The lease in question

The Guitar unit consists of three state leases, which had previously been part of the Hemi Springs unit, formed in 1983 by ARCO Alaska and terminated in 1992.

Alliance has a 100% working interest in its three leases, while Samuel Cade and Daniel Donkel have small overriding royalty interests. The additional lease, which Alliance said in its April 2018 progress report was integral to its exploration plan, sits at the northwest quadrant of what, with the three Guitar unit leases, would form a square shape.

ConocoPhillips and minority partners were holding that fourth lease, ADL 28249, because the Hemi Springs State No. 1 well, drilled by ARCO in the lease tract in the mid-1980s, was certified as capable of producing hydrocarbons in payable quantities from the Kuparuk C formation.

“The well head is on the Conoco lease, but the bottom hole is on one of our leases,” Barry Foote, a member owner of Alliance, told Petroleum News June 25.

In the company’s Guitar unit plan of exploration, approved by the division in 2017 in conjunction with the unit approval, Alliance said that it would drill a well in one of its three leases in the unit, preferably during the winter of 2018, but no later than the winter of 2019, depending on the permitting situation.

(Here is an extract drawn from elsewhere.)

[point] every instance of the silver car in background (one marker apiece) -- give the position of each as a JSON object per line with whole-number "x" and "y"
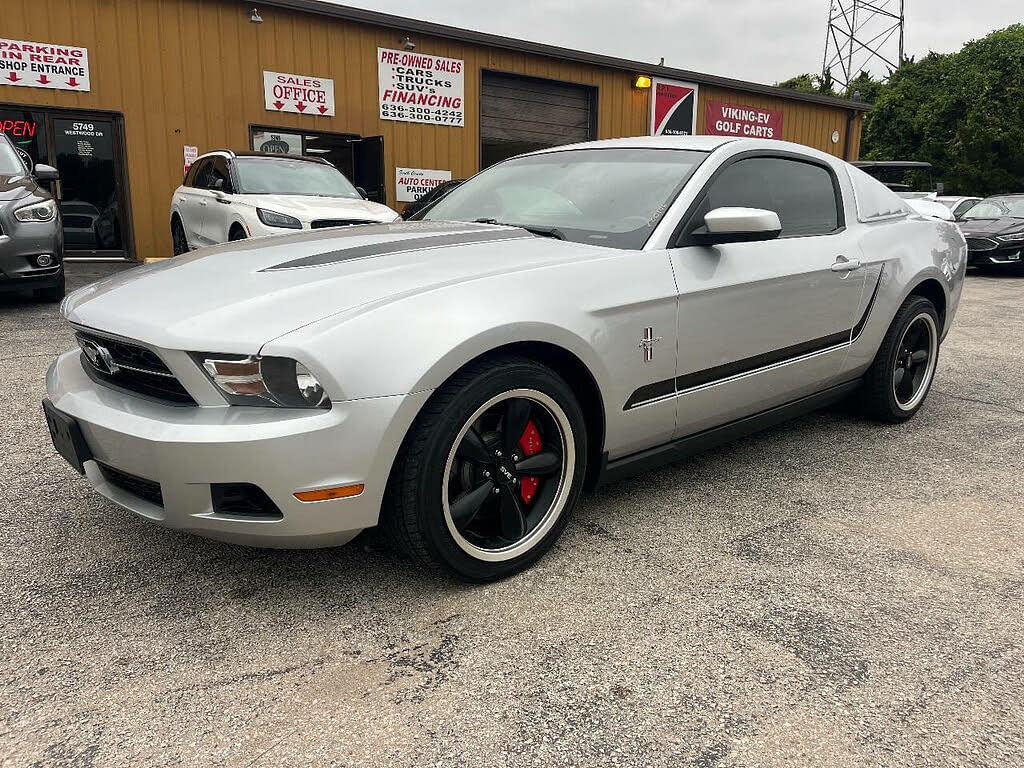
{"x": 561, "y": 320}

The well would penetrate the Ivishak formation, the formation that hosts the Prudhoe Bay field reservoir, with a lateral well targeting a seismic anomaly in the Kuparuk C. Depending on the results from the first well, Alliance said it might drill a second well in the following year.

And positive results from the first well would trigger a plan for delineation drilling, Alliance’s plan said. It did not mention access to a fourth lease, so if Alliance had told someone in DNR or the division, there was no written record of it.

Alliance said in its April 18, 2018, progress report that it had taken several steps to enable the well to be drilled by the March 31, 2019, deadline. Those steps included moves to acquire the fourth lease, the acquisition and processing of 3D seismic for the unit; the hiring of a consultant to evaluate drilling targets; starting the permitting for the drilling; initiating the preparation of a contingency plan; preparing cost estimates for the drilling project; identifying a contractor for the drilling; and hiring an expert for the eventual marketing of oil from the unit.

Oil potential

The division’s approval document for the Guitar unit said that Alliance had used an interpretation of the logs from the Hemi Springs well to infer the location of the oil-water contact at the base of the Kuparuk C oil accumulation and had used 3D seismic to trace that contact into the Guitar unit leases - the seismic interpretation suggested space for a potential oil accumulation up dip of the oil-water contact.

Although Alliance’s well would target the Kuparuk C and Ivishak, oil shows had been demonstrated in the West Sak and Ugnu across the region, the document said.

Sam Nappi is listed in division paperwork as the president of Alliance.

Barry Foote and Derek Foote, who heads up Alliance in Alaska and is based in Sterling, told Petroleum News in 2018 their preference was to find a partner to come in and drill the exploration well with them. (Nappi and the Footes are the member owners of Alliance.)

Derek Foote said the Guitar unit “is the easiest North Slope play to get developed because it’s easily accessible and has an existing well on one lease.”

The operator “should be able to cut the time way down” that it takes to first oil, he said, noting it would only require 6 to 7 miles of ice road to drill the well Alliance had scheduled. “The staging area that BP has is right there; there’s an existing pad.”

Barry Foote told Petroleum News June 25 that although the unit could have an upside in the neighborhood of 200-300 million barrels of oil, his company still needed a partner to help cover the cost of drilling a well.

Alliance gets fourth lease

In June, Alliance said it had finalized a lease transfer document and production sharing agreement with ConocoPhillips on the fourth lease.

In response to Alliance’s request for a two-year extension, on Feb. 7 Feige had given the company a one-year reprieve until March 31, 2020.

In her Aug. 19 letter to Alliance, Feige said she wanted Alliance to include the well in its updated plan of exploration.